SEORadar covers SEO critical items as well as less critical changes that you may want us to log.
Priorities and behavior are configurable as you may want an alert on a title change but not for H2s. Lower priority alerts are only logged.
The list includes:
  • Robots.txt changes.
  • Any change in redirect status.
  • Any changes to canonicals, pagination, and hreflang, amp and alt media links.
  • Changes to titles, H1s, H2s, and meta description.
  • Removal of impact (focus) keywords from Titles, H1, and H2s.
  • Navigation, footer, and other cross-link removals.
  • Schemas, Open Graph.
  • Google Analytics, Google Tag Manager.
  • Custom alerts – regex and xpath tests. Xpath lets us test any section of a page for a change.
In all, we have more than 100 pre-defined tests.
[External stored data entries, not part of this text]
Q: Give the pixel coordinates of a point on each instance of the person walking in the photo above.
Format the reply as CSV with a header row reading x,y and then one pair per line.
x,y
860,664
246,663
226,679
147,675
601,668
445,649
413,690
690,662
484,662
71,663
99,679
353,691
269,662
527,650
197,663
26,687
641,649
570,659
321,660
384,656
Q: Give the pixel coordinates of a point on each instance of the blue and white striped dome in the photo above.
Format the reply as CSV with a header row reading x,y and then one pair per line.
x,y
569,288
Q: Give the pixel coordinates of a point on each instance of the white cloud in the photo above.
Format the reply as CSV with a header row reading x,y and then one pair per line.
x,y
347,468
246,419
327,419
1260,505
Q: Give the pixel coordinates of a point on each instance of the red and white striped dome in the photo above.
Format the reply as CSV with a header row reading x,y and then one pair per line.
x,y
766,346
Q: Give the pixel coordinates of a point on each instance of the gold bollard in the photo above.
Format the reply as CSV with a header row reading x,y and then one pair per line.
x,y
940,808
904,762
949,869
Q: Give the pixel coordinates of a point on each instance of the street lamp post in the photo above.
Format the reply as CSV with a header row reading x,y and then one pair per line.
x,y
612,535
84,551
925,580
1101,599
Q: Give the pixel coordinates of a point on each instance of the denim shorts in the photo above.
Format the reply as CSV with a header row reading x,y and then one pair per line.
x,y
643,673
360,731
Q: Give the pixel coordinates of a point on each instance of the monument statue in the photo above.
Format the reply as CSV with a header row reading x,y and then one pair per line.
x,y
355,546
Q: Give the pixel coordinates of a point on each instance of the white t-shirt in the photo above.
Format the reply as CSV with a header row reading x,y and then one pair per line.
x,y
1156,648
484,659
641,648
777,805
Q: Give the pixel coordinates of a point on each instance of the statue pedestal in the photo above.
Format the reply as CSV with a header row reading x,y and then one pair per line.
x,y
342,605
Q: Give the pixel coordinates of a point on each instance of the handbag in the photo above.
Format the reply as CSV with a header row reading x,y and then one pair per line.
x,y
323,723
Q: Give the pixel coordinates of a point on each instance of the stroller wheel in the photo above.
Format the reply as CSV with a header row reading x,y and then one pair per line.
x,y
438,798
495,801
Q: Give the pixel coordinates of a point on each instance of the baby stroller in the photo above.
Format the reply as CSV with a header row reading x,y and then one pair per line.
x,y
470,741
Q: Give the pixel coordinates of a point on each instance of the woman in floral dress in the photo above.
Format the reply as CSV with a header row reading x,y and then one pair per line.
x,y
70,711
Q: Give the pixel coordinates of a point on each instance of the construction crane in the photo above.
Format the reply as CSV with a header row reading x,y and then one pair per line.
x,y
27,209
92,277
Analyzing the Impact of On-Page Changes

Many changes will happen to a site that may or may not affect SEO. Perhaps you re-optimized a title or added an H2. Or perhaps a design change resulted in the removal of an H2.
In other cases, you may have made changes specifically to improve SEO, optimizing a title or an H1.
With SEORadar, you can tag a page for analysis and we will email the results of that analysis to you once we have collected sufficient data.
No need to remember to go back and check the impact weeks from the change. You can trigger the analysis from the alert details window:
Image5AnalyzeChange
SEORadar emails you the result once the data comparing pre-change vs. post change becomes available. In this case, there was a clear drop in clicks as well as some high-volume keywords.
Image6ChangeAnalysis
You can even use this feature to create controlled SEO tests and run it on sets of pages, comparing the changed pages against a control.

Researching Traffic Drops

Another SEO issue we typically face is looking back in time to try and figure out the cause of a traffic drop. Therefore, we save the snapshots of HTML and screenshots as well as the change history.
You can compare any two version of our archive to see what has changed.
You can view a structured SEO diff, a full HTML diff, or a text (content diff).
It will be easy to diagnose if an on-page change caused the problem. This is the structured view where you can easily see the changes on important SEO elements:
Image7SourceDiff

Special Audits

In order to prepare for the mobile index, SEORadar provides a special diff that compares desktop to mobile pages.
Other special diffs include Googlebot vs. Chrome, DOM vs, HTML, and a special diff which compares live pages to the Internet Archive.

Conclusion

SEO is hard, frustrating, and stressful work, and practitioners are bombarded with data from our various tools and analytics.
Using SEORadar simplifies the process by sending out appropriate email alerts that the SEO pro needs to know about.
The risks of hidden or unplanned changes and associated SEO emergencies are eliminated. Say goodbye to oops!